Big silver trevally, otherwise known as skippy, are also high on the target list for many anglers from the surf, and they like the deeper gutters and respond well to a good berley trail. Most are hooked on a whole pilchard fished with gang hooks, but occasionally they’ll take lures.

Big tailor are a common species on South Coast beaches.
When allowed to wash into the surf with each wave, a loaded up berley bag will bring many species of fish into the area you are casting.
Fishing after dark is the best way to pick up a gummy or two, and these make fantastic eating and are a prize catch from the surf.
Although annoying, big stingrays need to be released back into the water, just be careful of their powerful tails armed with venomous spikes.
Salmon of all sizes are a common catch along the South Coast, and juvenile specimens like this are known as ‘salmon trout’.
This is the type of water you will be looking to find – a deep gutter being fed from both ends and flowing out to sea.

Tailor on the South Coast are usually always big, with fish from 2-5kg being the norm. Whole pilchards or fish fillet strip baits on ganged hooks are most effective on these South Coast tailor, and they actually make good eating if bled and iced soon after capture. It is not uncommon to pick up the occasional large tailor from amongst the salmon schools when they are moving through.

Blue spot flathead, like the tailor, are usually big on the South Coast surf and some truly bragging-sized flatties are caught each year at the end of summer. It’s not as common, but certainly a welcome sight to see one wash up on a wave on the end of your line, and without doubt one of the best eating species you will catch.

The only problem with setting up a good berley trail is that big stingrays will no doubt pay you a visit and result in a long tug of war. It’s best to carefully drag them ashore where they can be flipped on their back and hooks removed. They should then be flipped back upright and allowed to swim fee. Usually they don’t hang around, and you can wait for more desirable species to turn up. Be extremely careful of their powerful tails armed with long spines coated in venom, and never get complacent around a sting ray, as they can deliver a deep wound and intense pain if you suffer a sting. Safety again springs to mind when handling any sharks armed with teeth, so remember that these are dangerous creatures.

A few little tips

The species mentioned are all a chance when you spend a couple of days and nights fishing a good gutter on a beach and there are a few other things you will definitely want to remember when doing so.

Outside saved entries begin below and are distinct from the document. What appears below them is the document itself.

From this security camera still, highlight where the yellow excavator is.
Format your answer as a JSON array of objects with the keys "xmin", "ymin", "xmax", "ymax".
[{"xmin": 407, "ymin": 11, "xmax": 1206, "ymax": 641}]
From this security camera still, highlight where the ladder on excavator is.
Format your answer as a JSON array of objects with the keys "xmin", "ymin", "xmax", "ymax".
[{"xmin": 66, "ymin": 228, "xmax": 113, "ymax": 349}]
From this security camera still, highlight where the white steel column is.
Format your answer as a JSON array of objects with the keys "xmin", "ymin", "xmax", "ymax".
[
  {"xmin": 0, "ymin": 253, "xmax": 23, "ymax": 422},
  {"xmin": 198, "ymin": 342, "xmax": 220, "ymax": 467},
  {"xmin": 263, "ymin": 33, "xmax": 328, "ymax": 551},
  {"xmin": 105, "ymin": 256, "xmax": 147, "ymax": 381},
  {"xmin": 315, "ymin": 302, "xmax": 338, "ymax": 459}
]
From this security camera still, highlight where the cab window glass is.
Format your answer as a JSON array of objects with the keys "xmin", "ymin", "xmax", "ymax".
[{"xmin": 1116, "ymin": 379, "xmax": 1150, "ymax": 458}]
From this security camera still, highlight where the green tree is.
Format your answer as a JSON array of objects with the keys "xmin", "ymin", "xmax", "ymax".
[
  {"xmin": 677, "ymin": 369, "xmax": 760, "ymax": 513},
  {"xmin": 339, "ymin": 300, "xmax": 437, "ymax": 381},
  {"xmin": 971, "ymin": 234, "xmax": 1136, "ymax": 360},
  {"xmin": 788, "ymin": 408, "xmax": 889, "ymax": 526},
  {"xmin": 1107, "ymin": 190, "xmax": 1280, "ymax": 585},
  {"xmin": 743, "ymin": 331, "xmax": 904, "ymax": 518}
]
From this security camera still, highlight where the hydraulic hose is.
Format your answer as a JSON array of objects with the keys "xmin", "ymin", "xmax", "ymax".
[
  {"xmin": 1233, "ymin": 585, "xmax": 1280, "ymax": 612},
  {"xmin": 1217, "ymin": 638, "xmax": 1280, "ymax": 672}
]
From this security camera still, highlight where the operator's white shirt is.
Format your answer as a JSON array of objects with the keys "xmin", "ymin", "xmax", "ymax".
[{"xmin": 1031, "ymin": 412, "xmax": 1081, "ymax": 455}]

PVC sand spikes and lots of them will keep your reels out of the sand and allow you to set out baits and sit back and relax. On that note, don’t forget to pack the camping chairs, as an upturned bucket soon becomes a very uncomfortable seat.

Warm clothes are a must, as even though the days might be balmy and pleasant, at night – or if a southerly wind picks up – you will need layers of clothes to keep warm. Throw in a beanie to keep your head happy as well.

Good lights around camp and a head lamp for night fishing is also a must, and make sure you have fresh batteries fitted in them.

A decent-sized esky with enough ice to keep your catch fresh is a good idea, and a decent car fridge will keep drinks and food cold and fresh for your stay. Don’t forget to take enough bait if you are there for a few days, and this can be supplemented with smaller species like herring and whiting that you catch.

Plenty of spare rigs, hooks, sinkers and leader material should be on hand to cover both light and heavy options. Pack wire trace and stronger hooks if you are chasing sharks, and a gaff is always handy if something big is eventually brought close enough in to land in the surf.

Finally be courteous to other beach users, and don’t just rock up and set up camp right on top of others who arrived there first, even if the gutter they are fishing looks amazing. It is first in best dressed, so keep a reasonable distance between you and others. This is not such a stupid idea, as setting up a berley trail in your own gutter away from others will mean that any decent fish moving in to feed will be finding your baits first.                   Remember to stick to size and bag limits, clean up your mess and stay safe, and you will enjoy the beach fishing the South Coast has to offer.